As a practicing internal medicine physician working in the ICU, I am writing several articles based on my real life experience taking care of patients with pneumonia. As I stated in my other article, the signs, symptoms and diagnosis of pneumonia depends on the unique characteristics of the patient. In this article, I will be describing about a young college student who was very sick when I took care of her. I have changed some details to make the patient unidentifiable but the case is real.
Miss Y is a twenty two year old college student who was returning home for the holidays. She had not been feeling well for the past three days but she just thought she had the flu. Her symptoms started with some cold chills but she just blamed it on the weather and dismissed it. After all, it was the third week of December. She felt a little dizzy when she was standing in line at the airport as she was waiting to board the flight home. She had to sit down for a while before she felt strong enough to stand in line again to board the plane. In the flight, she felt a little nauseated and felt as if she was not getting enough air. She did not feel any better even after she went home with her mom and sat in the kitchen chair with a cup of hot chocolate. She actually threw up the hot chocolate and was even weaker afterwards. She noticed she was not getting enough air and wanted to open the windows to let fresh air in. At that point the mother was really concerned and drove her to the local emergency department.
She looked very sick when she arrived. The ER nurse checked her oxygen saturation and it was critically low. She was breathing very fast and her blood pressure was going down. They activated the emergency response team, talked to the mother and decided to intubate her to protect her breathing. They had to put a tube down her mouth, into her airway (trachea) and had to hook it up to a machine that forced high flow oxygen into her lungs to be able to get her oxygen saturation up to a safe level. After she was a little more stable, they took her down to the radiology and performed a CAT scan of her chest.
As the on call doctor, I was then called to admit the patient. They send her directly to the ICU after the CAT scan. I looked at the scanned image in the ICU computer. I could see the dense gunky material that seemed to occupy the whole lower part of the right lung. She had a bad pneumonia. The rest of her lungs seemed to be under severe distress and appeared swollen.
I talked to the mother about her condition and explained that her condition was critical. I asked her if she had any kind of illness or other health problems in the past. The mother told me that when she was 9, she had some kind of blood problem and doctors found an enlarged spleen. They had to do a surgery to take her spleen out. Her blood problem was solved after the surgery and she had not been seriously ill since then.

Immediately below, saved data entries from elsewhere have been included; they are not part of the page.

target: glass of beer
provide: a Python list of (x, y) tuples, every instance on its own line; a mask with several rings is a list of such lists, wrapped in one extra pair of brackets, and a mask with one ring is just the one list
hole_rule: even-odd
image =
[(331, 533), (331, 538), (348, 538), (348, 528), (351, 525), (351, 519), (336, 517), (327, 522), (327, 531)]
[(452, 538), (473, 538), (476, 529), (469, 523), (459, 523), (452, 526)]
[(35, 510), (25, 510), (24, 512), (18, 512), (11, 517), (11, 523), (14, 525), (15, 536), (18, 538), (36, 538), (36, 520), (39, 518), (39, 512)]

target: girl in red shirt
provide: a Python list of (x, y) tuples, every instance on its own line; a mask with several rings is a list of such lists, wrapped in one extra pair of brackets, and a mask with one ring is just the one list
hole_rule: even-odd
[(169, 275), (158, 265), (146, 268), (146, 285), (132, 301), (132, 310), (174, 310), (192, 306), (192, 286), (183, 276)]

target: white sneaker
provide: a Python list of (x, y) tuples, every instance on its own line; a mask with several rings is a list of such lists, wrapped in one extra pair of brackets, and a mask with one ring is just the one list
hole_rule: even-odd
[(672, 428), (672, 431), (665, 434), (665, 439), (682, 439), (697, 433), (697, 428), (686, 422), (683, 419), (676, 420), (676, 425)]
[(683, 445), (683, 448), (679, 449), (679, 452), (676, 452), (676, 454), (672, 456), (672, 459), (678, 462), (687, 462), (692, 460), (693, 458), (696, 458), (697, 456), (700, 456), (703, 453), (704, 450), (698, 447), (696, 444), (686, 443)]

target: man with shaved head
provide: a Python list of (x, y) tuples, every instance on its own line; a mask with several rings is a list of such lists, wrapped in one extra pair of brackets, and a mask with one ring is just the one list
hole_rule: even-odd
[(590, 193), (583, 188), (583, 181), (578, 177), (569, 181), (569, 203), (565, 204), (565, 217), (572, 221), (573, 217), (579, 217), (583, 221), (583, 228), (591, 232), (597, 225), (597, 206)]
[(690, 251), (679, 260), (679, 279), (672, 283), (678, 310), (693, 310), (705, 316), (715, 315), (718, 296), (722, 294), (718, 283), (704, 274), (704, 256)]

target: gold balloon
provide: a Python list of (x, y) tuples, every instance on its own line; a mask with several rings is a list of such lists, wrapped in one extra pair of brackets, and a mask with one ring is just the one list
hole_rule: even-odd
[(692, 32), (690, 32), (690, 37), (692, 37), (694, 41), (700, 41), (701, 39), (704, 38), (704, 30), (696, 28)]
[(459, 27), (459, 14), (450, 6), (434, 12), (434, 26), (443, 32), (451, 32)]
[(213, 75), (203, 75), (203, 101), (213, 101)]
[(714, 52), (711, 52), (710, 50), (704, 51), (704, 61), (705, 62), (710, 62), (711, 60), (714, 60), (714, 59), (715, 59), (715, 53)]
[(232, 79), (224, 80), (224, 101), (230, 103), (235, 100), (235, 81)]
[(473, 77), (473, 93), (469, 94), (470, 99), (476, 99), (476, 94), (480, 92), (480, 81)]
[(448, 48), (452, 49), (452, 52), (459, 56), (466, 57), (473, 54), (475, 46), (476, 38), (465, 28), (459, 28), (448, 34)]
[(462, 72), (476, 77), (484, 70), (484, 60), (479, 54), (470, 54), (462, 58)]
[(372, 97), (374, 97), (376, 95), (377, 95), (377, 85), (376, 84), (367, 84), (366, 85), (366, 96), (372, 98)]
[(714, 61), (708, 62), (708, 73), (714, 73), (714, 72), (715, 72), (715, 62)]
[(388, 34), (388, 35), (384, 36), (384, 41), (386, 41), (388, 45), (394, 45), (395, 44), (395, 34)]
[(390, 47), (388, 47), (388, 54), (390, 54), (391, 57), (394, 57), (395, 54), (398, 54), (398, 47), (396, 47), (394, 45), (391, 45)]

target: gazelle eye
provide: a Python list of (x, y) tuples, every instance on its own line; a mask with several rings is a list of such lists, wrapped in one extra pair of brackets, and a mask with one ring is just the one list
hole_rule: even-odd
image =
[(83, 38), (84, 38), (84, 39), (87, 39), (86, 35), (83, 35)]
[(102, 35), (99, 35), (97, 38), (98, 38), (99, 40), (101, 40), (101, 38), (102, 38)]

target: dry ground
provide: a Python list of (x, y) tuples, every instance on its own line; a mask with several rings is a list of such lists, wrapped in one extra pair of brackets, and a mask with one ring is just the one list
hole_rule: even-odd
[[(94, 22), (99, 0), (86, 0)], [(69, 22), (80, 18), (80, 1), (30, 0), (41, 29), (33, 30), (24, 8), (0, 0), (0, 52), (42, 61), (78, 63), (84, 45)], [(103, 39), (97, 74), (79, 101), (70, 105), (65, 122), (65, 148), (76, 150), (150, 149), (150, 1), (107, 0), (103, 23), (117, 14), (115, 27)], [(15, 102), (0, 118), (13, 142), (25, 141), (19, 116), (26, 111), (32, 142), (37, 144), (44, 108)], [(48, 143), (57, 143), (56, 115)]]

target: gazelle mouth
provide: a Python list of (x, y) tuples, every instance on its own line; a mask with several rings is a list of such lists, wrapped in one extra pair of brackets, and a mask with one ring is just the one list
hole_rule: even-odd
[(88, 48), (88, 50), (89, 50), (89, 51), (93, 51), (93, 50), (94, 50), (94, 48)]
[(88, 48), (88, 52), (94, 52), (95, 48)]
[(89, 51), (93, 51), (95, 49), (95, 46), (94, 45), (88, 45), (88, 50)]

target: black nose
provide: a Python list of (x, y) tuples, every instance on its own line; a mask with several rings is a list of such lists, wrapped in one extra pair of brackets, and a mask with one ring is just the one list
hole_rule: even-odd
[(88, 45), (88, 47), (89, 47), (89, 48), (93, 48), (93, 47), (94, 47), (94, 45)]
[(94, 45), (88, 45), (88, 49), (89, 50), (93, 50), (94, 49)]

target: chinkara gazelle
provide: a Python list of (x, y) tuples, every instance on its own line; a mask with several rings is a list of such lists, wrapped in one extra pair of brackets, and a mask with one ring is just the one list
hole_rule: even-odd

That explained a lot about why she was so sick and how it happened so fast. She did not have a spleen. Spleen is an organ that normally sits in the left side of the abdomen next to the stomach. Among many other functions, it works as a blood filter. It helps to protect against certain bacteria by helping to kill them. One group of such bacteria is the one that can cause a common type of pneumonia. The medical name of that particular type of bacteria is Pneumococcus. In medical terms what she had could be described as a case of severe Pneumococcal Pneumonia leading to Acute Respiratory Distress syndrome (ARDS) requiring mechanical ventilation in a patient with a history of splenectomy. I hope that the story of my patent will help you understand what that means without having to explain each medical term. You can read more about ARDS in the US National Library of Medicine here. Here is an article about Pneumococcus in e-medicine. Mayo clinic staff describes the details of splenectomy (surgical removal of spleen) here.
Our patient remained hooked up to the breathing machine for the next 4 days. She was treated with antibiotics and high pressured oxygen. As she improved, we gradually decreased the oxygen pressure. Her lung function improved and we slowly weaned her off of the machine. When she was strong enough to breathe on her own, we took the tube out. She still needed some supplemental oxygen and remained in the hospital for three more days. In the end, her holidays were ruined but she still had a few days to rest and recover at home before heading back to the college. I hope that my patient centered approach provides some fresh human angle to a normally impersonal approach to describing diseases and conditions. I would gladly welcome any questions or comments from the reader.